WN: The theme of my life is as an ethnic Indian feminist living in an Afro-Caribbean island community. My duty as an artist is not to create beautiful paintings, but to comment on that life, visually, from my special point of view—a woman, of East Indian heritage, an observer of the post-colonial politics of the islands, drawing from this rich backdrop, my multicultural background.
C&AL: The moment, as a university student in the UK, when you started working with papier-mâché, and stopped doing mural painting, seems to be an important turning point in your practice. How do you see that time today?
WN: If the clothes people give you make you feel uncomfortable, you’ll always want to undress. That was a moment of finding my own identity and voice. And realizing that my Trinidadian past was filled with a deep wellspring of images and ideas that were endemic to this island nation, to this creolization of the Indian home life of pujas and carnival, and that’s why I needed to return to it.
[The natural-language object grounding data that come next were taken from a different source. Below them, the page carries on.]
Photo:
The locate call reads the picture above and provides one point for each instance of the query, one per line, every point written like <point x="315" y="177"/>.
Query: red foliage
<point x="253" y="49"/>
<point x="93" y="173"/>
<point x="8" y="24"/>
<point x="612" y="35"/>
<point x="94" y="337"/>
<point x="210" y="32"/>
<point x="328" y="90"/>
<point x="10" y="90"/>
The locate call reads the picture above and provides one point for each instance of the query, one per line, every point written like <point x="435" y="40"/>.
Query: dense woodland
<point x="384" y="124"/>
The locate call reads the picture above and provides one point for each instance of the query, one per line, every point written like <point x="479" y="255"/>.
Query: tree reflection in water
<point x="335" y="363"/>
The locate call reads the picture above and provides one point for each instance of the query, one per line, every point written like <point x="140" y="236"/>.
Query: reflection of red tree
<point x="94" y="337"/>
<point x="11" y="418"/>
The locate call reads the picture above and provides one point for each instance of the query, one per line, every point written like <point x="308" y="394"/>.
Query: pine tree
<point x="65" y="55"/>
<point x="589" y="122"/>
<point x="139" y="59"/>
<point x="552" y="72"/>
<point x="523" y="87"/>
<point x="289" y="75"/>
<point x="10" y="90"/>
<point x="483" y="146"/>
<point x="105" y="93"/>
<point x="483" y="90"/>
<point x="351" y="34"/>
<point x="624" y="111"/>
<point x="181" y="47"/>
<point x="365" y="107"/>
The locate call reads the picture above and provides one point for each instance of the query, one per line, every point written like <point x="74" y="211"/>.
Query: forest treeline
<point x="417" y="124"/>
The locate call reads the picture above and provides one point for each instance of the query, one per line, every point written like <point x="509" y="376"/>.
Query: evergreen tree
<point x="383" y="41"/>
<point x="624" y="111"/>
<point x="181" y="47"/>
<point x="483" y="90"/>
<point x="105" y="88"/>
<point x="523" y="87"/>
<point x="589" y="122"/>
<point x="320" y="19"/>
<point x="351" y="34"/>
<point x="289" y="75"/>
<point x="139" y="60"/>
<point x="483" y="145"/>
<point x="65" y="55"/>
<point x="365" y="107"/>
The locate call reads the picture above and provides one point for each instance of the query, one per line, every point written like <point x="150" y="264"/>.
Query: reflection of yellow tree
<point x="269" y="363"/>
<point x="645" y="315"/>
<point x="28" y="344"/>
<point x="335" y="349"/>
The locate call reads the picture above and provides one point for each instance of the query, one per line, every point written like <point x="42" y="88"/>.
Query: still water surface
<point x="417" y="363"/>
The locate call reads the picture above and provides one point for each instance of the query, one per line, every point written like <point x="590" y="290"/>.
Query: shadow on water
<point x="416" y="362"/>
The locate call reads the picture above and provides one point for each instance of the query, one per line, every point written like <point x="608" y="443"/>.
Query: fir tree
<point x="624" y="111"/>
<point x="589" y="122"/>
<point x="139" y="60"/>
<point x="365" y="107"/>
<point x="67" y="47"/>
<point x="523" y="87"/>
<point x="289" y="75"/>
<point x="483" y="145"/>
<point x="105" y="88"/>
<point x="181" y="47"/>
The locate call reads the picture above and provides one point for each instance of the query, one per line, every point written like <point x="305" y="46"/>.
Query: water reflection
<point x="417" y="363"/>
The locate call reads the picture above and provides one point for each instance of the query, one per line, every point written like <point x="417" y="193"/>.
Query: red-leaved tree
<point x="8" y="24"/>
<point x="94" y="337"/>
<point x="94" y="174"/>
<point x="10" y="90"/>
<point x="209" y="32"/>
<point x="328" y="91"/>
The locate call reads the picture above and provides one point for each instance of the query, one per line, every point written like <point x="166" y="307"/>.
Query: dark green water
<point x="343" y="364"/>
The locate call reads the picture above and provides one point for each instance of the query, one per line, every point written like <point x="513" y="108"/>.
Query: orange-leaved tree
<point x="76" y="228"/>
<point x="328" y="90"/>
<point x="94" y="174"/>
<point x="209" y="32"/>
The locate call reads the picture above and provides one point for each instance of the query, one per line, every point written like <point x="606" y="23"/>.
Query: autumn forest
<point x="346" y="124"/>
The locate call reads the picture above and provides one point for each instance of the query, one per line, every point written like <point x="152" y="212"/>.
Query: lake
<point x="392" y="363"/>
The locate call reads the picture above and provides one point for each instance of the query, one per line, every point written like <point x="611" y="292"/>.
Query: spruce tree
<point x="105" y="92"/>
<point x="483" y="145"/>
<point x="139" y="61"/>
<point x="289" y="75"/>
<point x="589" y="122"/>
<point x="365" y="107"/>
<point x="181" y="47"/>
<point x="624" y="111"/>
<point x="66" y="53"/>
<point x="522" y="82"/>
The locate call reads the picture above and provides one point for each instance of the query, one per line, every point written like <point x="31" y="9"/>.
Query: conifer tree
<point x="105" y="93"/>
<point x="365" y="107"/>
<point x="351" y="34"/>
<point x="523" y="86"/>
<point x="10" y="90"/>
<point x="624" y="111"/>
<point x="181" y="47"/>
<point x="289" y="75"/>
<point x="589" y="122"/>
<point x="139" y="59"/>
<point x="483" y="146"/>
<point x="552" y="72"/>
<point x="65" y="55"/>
Still, people try to define your voice, “you’re not African, so you shouldn’t talk about Black issues”. Don’t try to tell me what I am, I’m what moves me to speak.
C&AL: Similarly, when you started to draw scenes from cricket matches at that time, it was also a way of inserting your Indian cultural ancestors into your work. In both cases, the choice of subject and material seems to be a very political choice, and not at all random. Has it always been this way for you?
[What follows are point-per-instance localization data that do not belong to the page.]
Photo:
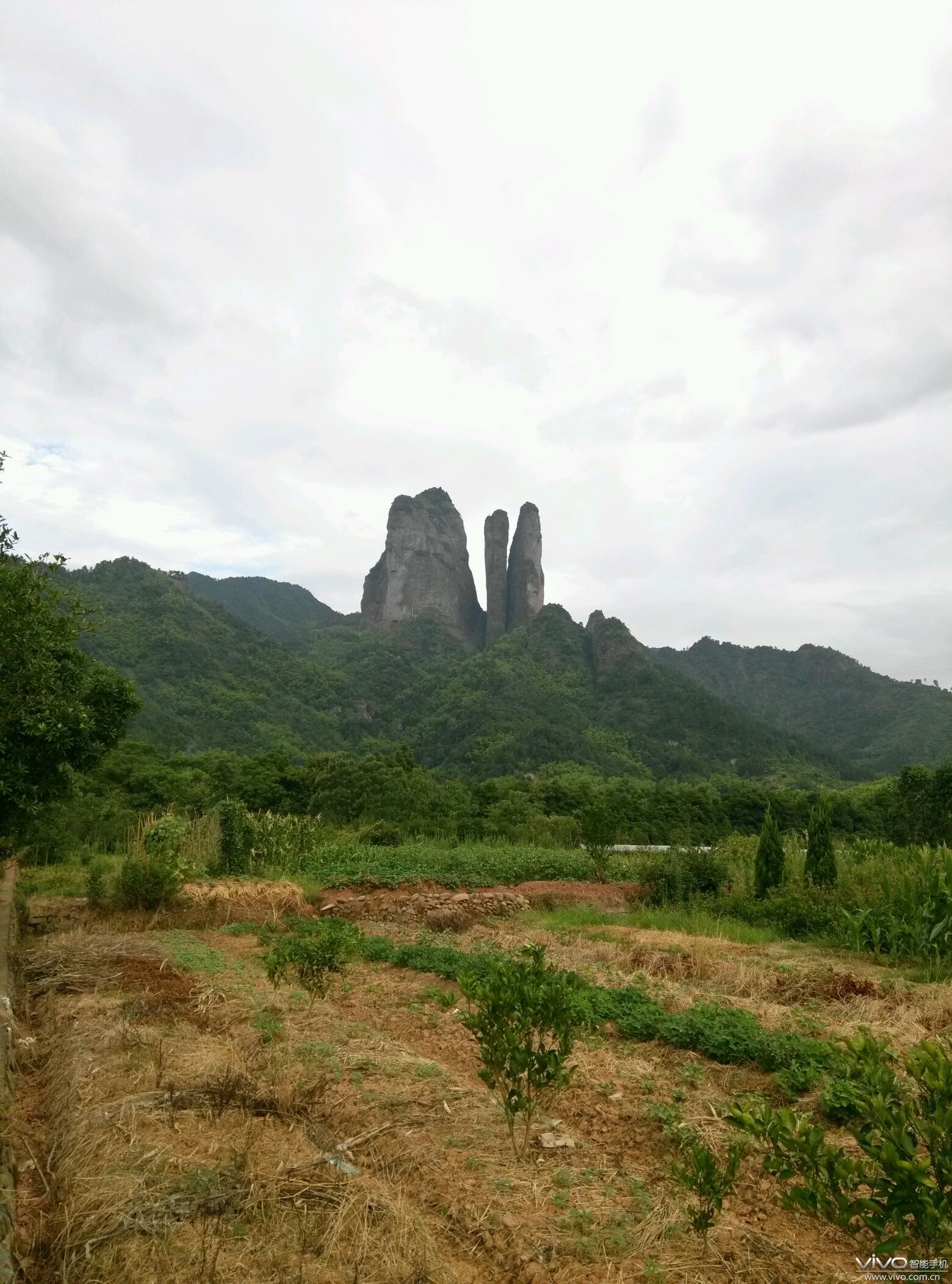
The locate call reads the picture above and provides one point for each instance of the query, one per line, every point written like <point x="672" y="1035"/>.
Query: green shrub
<point x="96" y="882"/>
<point x="165" y="839"/>
<point x="525" y="1017"/>
<point x="145" y="884"/>
<point x="820" y="866"/>
<point x="236" y="842"/>
<point x="676" y="876"/>
<point x="709" y="1181"/>
<point x="769" y="863"/>
<point x="599" y="829"/>
<point x="898" y="1188"/>
<point x="382" y="834"/>
<point x="311" y="957"/>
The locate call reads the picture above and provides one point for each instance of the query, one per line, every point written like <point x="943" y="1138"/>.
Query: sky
<point x="679" y="274"/>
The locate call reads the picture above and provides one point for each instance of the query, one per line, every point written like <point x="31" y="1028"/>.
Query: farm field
<point x="180" y="1119"/>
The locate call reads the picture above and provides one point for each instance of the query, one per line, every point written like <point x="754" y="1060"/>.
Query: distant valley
<point x="253" y="664"/>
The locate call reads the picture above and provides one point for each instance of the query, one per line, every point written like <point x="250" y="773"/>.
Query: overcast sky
<point x="680" y="274"/>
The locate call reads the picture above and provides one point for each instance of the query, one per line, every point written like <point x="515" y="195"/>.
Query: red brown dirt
<point x="382" y="902"/>
<point x="552" y="895"/>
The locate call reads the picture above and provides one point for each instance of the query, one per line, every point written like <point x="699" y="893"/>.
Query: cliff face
<point x="496" y="536"/>
<point x="424" y="569"/>
<point x="525" y="582"/>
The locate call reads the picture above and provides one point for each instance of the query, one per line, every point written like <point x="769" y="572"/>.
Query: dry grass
<point x="233" y="899"/>
<point x="184" y="1124"/>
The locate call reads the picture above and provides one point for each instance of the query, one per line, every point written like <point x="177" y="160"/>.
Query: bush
<point x="96" y="884"/>
<point x="312" y="957"/>
<point x="165" y="839"/>
<point x="897" y="1189"/>
<point x="236" y="842"/>
<point x="709" y="1181"/>
<point x="769" y="863"/>
<point x="525" y="1016"/>
<point x="599" y="829"/>
<point x="382" y="834"/>
<point x="679" y="875"/>
<point x="145" y="884"/>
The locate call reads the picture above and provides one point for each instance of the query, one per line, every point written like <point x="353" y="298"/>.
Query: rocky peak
<point x="496" y="539"/>
<point x="424" y="569"/>
<point x="613" y="645"/>
<point x="525" y="582"/>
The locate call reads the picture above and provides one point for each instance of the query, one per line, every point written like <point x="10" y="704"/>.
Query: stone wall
<point x="8" y="1169"/>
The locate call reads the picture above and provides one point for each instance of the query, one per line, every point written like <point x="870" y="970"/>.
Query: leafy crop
<point x="709" y="1181"/>
<point x="727" y="1035"/>
<point x="311" y="957"/>
<point x="525" y="1019"/>
<point x="236" y="837"/>
<point x="900" y="1114"/>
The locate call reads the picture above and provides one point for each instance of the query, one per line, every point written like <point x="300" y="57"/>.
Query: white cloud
<point x="679" y="275"/>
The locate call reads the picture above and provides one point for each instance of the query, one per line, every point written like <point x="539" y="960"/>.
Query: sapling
<point x="820" y="863"/>
<point x="312" y="958"/>
<point x="709" y="1180"/>
<point x="769" y="863"/>
<point x="525" y="1017"/>
<point x="896" y="1183"/>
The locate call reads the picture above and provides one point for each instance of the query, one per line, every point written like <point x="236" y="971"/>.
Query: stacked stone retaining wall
<point x="8" y="1167"/>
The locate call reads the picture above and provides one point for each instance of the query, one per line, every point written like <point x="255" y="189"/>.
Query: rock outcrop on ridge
<point x="525" y="581"/>
<point x="496" y="537"/>
<point x="424" y="569"/>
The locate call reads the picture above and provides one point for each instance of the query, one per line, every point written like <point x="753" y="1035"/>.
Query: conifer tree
<point x="769" y="866"/>
<point x="820" y="866"/>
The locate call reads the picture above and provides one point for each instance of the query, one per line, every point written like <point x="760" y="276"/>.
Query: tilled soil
<point x="183" y="1121"/>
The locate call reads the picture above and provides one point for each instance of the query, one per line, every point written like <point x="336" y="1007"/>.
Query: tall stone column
<point x="525" y="581"/>
<point x="496" y="535"/>
<point x="424" y="569"/>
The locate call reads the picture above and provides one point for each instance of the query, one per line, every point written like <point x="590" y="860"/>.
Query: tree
<point x="599" y="826"/>
<point x="820" y="866"/>
<point x="914" y="795"/>
<point x="525" y="1016"/>
<point x="61" y="709"/>
<point x="769" y="865"/>
<point x="709" y="1181"/>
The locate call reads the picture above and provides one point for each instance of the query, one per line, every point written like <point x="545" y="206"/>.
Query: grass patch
<point x="65" y="879"/>
<point x="190" y="954"/>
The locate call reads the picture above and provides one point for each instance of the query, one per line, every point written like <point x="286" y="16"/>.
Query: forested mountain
<point x="549" y="691"/>
<point x="286" y="613"/>
<point x="207" y="680"/>
<point x="873" y="723"/>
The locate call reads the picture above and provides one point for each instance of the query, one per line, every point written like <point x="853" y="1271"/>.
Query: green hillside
<point x="549" y="693"/>
<point x="286" y="613"/>
<point x="207" y="680"/>
<point x="871" y="722"/>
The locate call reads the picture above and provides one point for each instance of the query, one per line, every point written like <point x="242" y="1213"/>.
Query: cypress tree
<point x="820" y="866"/>
<point x="769" y="866"/>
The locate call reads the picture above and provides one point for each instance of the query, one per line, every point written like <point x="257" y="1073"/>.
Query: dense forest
<point x="549" y="693"/>
<point x="870" y="722"/>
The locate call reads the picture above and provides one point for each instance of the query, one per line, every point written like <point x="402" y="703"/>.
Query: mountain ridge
<point x="209" y="680"/>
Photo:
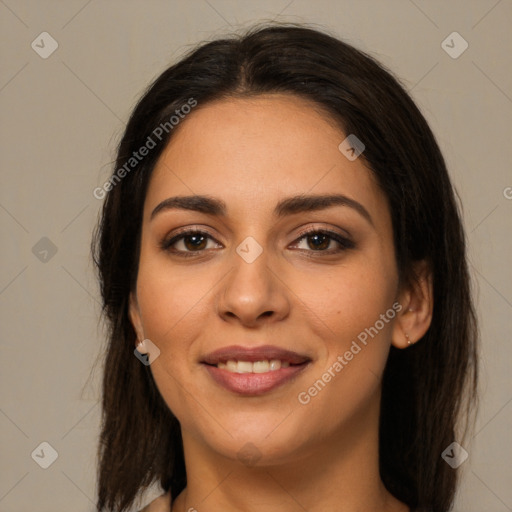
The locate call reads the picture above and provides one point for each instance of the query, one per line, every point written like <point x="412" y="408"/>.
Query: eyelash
<point x="344" y="242"/>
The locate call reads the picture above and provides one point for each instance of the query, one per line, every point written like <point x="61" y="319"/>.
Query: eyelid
<point x="344" y="241"/>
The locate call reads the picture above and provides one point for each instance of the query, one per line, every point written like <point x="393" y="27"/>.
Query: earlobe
<point x="416" y="299"/>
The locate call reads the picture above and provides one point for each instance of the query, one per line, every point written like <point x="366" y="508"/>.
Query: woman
<point x="281" y="249"/>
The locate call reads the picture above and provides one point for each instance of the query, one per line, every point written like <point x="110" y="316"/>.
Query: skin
<point x="322" y="455"/>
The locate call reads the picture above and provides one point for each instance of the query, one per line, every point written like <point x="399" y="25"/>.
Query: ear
<point x="417" y="301"/>
<point x="135" y="318"/>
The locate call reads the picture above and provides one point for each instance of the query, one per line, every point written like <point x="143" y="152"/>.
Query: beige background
<point x="61" y="118"/>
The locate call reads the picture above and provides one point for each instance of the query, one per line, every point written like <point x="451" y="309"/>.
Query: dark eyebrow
<point x="288" y="206"/>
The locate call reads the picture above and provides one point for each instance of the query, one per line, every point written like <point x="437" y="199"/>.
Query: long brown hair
<point x="428" y="390"/>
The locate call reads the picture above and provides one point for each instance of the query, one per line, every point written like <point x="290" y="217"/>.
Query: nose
<point x="253" y="293"/>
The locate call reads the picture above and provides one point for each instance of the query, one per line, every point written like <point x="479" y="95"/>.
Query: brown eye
<point x="188" y="242"/>
<point x="320" y="241"/>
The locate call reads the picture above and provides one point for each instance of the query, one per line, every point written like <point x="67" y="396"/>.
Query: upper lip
<point x="252" y="354"/>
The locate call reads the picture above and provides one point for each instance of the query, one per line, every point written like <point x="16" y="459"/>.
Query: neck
<point x="341" y="473"/>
WN: I feel like life and the decisions we make are all political, there’s no separation. You come to them through personal stories that react within an environment, fighting for their own space and earning respect and equality in that place. I tell people that I struggle with many disadvantages in my career: 1. I am a woman; 2. I am Indian; 3. I come from a middle-class background; and 4. I’m not willing to cater to cliques. In fact, there is nothing attractive about me, people often say “Wendy Nanan, she is very difficult to deal with”. Yes.